VIII

В комендатуре инспектора ждал инженер Ладынь. Он нервно ходил по коридору, куря сигарету за сигаретой.

Инженер был низкого роста, одет с несколько крикливой элегантностью: светлый летний костюм, цветной галстук, цветной платочек в кармане пиджака. Лицо одутловатое. Большие серые глаза смотрели беспокойно.

— Это ужасно, — сказал он, входя в кабинет. — Не ограбление, конечно. Убийство… Эта девушка была очень хороша собой.

— Да, — сказал инспектор. — Как вы ее нашли? По объявлению? Или через знакомых?

— Как мы ее нашли? — повторил он. — Обычно, случайно…

— Ваша жена?

— Нет, нет. Один мой знакомый, Коркашевич, сказал жене…

— Это любопытно. А этот Коркашевич знал раньше Казимиру Вашко?

— Нет, не знал, пан инспектор.

— Не понимаю, ведь он же рекомендовал ее вашей жене.

— Да, он… — Инженер Ладынь говорил с трудом, обрывистыми фразами. — Потому что я его об этом просил…

— А не могли бы вы поподробнее рассказать…

— Важно ли это? Видите ли, моя жена, как бы вам это объяснить, очень ревнива и подозрительна… Нет, нет, она прекрасная женщина, я ее, конечно, люблю, но… — он улыбнулся, — я у нее под каблуком. А впрочем, кто из нас не под каблуком? Так вот, в один прекрасный день во время прогулки в Лазенках (я люблю отдыхать там) я встретил Казю, то есть Казимиру Вашко, и пригласил ее на мороженое, а потом отвез на своей машине домой.

— До этого вы ее не знали?

— Нет. Откуда?…

Кортель отлично представлял себе эту сцену: несколько потрепанный ловелас и хорошенькая девушка. Лазейки, кафе, собственная машина…

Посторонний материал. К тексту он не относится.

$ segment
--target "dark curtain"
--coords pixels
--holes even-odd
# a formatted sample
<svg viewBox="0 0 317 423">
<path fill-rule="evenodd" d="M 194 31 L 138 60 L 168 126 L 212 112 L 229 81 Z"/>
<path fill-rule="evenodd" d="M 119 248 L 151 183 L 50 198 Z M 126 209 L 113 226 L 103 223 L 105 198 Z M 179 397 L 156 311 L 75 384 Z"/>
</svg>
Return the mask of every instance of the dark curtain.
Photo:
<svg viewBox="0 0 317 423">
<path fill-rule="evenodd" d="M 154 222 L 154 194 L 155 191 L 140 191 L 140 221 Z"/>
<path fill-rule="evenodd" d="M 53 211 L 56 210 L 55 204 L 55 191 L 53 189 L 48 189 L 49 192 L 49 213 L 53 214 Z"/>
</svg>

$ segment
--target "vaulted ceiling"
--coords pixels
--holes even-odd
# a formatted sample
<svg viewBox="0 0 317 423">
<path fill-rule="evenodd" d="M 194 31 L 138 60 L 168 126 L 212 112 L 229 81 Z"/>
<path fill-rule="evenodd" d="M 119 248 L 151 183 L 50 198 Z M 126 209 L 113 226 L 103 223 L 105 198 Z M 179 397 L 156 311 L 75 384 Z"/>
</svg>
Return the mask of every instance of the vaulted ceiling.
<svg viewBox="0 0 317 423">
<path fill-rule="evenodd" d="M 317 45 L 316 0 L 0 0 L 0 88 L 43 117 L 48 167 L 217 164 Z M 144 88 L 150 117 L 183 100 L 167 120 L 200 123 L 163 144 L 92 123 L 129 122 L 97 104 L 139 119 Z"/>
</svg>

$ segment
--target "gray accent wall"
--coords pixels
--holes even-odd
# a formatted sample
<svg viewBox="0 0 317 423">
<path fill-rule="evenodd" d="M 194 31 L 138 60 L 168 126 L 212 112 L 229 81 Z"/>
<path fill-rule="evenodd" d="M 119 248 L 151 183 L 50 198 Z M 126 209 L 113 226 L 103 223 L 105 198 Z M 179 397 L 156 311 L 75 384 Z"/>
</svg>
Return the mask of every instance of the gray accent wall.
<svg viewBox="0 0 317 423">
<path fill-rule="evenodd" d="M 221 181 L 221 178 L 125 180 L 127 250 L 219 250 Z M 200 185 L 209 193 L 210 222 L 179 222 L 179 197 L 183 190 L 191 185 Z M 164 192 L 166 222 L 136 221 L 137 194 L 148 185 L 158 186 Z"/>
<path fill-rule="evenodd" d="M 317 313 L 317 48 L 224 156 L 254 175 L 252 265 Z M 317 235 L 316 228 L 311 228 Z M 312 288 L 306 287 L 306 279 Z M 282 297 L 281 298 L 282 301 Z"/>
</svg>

— Упаси бог, — словно угадывая мысли Кортеля, продолжал инженер, — между нами ничего не было… Я люблю иногда побеседовать с молодой девушкой. Казя говорила мне, что ищет работу, а у нас в это время не было домработницы, вот я и попросил Коркашевича… Не мог же я признаться жене, что познакомился с Казей в Лазенках…

— Это была ваша маленькая тайна?

— Да, конечно, и единственная…

Флирт с домработницей — что может быть банальнее? Ладынь с беспокойством ждал следующего вопроса, а Кортель подумал: надо еще раз допросить тетку убитой. В котором часу Казимира вышла в тот день из дому?

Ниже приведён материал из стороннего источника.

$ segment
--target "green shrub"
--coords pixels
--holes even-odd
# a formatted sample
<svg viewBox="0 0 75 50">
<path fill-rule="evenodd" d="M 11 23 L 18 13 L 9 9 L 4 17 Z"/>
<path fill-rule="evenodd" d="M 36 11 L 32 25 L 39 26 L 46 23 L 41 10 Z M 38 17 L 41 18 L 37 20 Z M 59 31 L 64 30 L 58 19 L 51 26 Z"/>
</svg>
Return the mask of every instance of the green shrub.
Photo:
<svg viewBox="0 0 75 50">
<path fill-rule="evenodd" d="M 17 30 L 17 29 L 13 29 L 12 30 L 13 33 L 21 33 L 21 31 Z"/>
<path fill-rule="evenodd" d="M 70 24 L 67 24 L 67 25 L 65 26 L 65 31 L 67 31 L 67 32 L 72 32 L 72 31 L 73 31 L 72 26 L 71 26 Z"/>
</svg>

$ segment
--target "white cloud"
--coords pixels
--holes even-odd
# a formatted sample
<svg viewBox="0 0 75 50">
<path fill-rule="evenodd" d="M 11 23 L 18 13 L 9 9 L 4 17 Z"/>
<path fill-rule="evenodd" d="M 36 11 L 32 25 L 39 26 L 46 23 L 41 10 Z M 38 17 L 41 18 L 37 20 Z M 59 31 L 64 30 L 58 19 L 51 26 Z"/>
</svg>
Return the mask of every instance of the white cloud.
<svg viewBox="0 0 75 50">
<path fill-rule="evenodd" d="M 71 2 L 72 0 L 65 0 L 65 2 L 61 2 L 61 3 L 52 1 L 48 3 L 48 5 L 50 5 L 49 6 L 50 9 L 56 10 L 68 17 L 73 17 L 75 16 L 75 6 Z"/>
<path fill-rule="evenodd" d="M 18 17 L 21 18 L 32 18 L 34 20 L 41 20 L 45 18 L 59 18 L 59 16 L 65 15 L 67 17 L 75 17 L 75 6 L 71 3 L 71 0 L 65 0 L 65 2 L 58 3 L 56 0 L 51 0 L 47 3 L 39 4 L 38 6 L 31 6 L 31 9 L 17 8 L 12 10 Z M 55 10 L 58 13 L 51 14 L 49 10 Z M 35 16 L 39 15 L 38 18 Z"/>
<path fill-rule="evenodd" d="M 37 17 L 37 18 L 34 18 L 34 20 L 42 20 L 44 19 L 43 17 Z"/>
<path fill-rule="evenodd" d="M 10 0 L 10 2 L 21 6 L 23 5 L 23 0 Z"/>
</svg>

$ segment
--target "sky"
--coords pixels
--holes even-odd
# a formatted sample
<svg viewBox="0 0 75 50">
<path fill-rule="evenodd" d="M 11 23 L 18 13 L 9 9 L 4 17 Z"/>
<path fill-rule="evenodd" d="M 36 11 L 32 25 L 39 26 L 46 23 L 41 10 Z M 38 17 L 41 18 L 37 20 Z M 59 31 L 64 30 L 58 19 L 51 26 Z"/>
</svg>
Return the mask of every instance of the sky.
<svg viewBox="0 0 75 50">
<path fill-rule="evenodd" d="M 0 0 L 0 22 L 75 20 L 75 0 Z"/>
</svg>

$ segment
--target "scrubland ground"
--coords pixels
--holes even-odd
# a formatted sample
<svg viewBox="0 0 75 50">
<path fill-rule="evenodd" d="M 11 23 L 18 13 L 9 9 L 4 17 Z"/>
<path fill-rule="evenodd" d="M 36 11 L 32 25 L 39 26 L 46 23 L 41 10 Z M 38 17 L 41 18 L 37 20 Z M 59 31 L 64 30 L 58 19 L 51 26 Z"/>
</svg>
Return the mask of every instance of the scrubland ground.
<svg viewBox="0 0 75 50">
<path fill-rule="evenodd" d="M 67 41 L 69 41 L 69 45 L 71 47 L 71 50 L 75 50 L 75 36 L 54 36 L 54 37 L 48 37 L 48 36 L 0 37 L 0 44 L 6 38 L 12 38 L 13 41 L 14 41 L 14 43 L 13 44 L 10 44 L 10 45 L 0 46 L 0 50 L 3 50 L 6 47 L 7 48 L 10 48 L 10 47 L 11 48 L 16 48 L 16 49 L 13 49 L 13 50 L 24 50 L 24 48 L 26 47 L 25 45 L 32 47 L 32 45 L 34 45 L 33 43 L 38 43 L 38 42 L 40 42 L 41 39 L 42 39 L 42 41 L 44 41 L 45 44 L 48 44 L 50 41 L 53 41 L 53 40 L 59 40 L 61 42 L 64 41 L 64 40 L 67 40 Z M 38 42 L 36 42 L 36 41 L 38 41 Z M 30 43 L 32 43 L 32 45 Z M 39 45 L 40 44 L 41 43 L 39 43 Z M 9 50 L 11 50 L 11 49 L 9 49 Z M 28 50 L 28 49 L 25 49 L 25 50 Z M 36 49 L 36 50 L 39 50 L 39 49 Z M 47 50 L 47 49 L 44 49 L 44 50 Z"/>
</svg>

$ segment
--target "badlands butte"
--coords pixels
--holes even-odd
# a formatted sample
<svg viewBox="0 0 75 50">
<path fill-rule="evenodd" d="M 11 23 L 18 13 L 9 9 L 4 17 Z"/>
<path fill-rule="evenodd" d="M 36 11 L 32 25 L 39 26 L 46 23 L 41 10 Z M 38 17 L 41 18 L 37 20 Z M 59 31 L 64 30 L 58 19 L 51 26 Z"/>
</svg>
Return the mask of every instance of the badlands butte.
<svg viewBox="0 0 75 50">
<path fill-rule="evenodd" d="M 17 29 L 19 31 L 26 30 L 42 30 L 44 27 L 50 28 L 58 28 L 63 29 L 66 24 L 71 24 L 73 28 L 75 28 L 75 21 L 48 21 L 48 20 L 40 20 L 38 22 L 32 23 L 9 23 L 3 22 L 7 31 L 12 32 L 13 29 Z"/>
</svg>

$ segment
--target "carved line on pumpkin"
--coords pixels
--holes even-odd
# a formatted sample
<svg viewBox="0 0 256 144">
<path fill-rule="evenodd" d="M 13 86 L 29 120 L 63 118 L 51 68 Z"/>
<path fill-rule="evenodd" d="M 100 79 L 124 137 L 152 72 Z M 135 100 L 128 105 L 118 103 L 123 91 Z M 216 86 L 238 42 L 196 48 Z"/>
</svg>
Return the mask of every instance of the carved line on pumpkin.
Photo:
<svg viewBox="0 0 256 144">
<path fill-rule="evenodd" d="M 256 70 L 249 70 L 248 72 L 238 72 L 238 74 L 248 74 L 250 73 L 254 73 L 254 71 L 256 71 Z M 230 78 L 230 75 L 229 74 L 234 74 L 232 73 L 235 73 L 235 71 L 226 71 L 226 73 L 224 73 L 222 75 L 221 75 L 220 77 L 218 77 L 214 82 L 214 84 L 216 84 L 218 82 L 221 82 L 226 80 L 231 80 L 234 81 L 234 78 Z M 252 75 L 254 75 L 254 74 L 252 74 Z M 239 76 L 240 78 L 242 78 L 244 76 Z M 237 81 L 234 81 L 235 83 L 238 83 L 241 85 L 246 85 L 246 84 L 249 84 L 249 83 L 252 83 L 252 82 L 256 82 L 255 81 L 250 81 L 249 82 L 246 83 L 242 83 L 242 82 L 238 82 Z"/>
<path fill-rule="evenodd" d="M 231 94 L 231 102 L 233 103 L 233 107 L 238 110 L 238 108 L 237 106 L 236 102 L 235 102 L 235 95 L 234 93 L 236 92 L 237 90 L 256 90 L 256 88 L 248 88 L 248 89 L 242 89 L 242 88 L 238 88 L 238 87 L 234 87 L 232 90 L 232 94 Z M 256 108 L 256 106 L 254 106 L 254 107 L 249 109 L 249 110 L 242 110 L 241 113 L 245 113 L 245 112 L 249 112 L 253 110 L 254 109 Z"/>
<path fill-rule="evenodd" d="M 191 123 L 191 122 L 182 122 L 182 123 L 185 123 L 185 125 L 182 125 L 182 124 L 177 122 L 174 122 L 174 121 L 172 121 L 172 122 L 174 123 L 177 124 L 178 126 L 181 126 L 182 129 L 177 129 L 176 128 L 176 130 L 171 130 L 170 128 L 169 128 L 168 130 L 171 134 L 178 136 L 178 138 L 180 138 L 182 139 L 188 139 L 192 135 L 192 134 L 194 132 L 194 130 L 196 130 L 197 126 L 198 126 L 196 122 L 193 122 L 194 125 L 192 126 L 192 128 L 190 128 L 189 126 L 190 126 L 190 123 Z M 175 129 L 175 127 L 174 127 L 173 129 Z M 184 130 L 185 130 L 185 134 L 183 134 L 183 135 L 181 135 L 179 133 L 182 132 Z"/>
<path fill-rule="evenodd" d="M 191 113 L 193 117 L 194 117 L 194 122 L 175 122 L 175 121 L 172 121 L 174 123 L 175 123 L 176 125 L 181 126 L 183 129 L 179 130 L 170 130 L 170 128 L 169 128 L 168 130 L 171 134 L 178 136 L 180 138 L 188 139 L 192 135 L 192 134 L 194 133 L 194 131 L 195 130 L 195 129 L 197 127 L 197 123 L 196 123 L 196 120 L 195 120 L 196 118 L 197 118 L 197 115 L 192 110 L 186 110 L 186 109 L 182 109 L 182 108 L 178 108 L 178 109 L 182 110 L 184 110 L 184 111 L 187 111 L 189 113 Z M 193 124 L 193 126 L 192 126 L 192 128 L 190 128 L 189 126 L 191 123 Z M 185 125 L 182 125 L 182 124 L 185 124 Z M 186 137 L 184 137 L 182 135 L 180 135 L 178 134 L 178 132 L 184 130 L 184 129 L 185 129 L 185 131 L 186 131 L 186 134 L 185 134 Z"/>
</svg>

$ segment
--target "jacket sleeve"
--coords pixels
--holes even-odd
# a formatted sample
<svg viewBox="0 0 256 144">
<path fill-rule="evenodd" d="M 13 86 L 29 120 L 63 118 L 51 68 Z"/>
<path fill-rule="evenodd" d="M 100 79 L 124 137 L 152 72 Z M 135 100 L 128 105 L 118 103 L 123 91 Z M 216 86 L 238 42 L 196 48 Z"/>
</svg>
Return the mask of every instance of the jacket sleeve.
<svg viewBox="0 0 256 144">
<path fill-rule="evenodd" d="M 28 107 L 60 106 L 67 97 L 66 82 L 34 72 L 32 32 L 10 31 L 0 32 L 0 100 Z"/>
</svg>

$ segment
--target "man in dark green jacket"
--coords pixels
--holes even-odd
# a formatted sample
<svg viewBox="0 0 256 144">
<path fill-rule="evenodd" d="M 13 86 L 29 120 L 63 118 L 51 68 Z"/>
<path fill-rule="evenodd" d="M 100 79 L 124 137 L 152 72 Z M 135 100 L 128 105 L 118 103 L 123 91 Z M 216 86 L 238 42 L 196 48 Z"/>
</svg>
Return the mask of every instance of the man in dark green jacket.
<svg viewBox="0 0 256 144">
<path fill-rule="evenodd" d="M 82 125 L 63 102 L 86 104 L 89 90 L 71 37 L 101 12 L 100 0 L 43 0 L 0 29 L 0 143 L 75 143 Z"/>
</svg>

— Самолет на Будапешт вылетал только в одиннадцать, — спустя некоторое время сказал Кортель, обращаясь к Ладыню.

Ладынь подтвердил это.

Инспектор ожидал, что инженер сам расскажет о своем приезде из аэропорта домой, но тот молчал.

— В аэропорт вы уезжали на собственной машине?

— Да. Машину забрал потом мой коллега, инженер Рыдзевский, в свой гараж.

— Когда Рыдзевский покинул аэропорт?

— Я уже точно не помню. Пожалуй, около девяти, потому что прошло еще два часа, прежде чем мы накопец взлетели.

— А во сколько вы приезжали из аэропорта домой?

Ладынь с минуту молчал.

— У меня это вылетело из головы. Я забыл на столе портфель и вернулся за ним, будучи уверен, что вполне успею к рейсу. Было где-то около восьми.

— Казимиры Вашко не было еще на вилле?

— Нет, — сказал Ладынь, — пожалуй, нет…

— Почему «пожалуй»?

— Я не заглядывал на кухню, — тут же ответил он.

— После этого вы не уезжали из аэропорта?

— Разумеется, нет.

Кортель протянул инженеру список предметов, обнаруженных у грабителей.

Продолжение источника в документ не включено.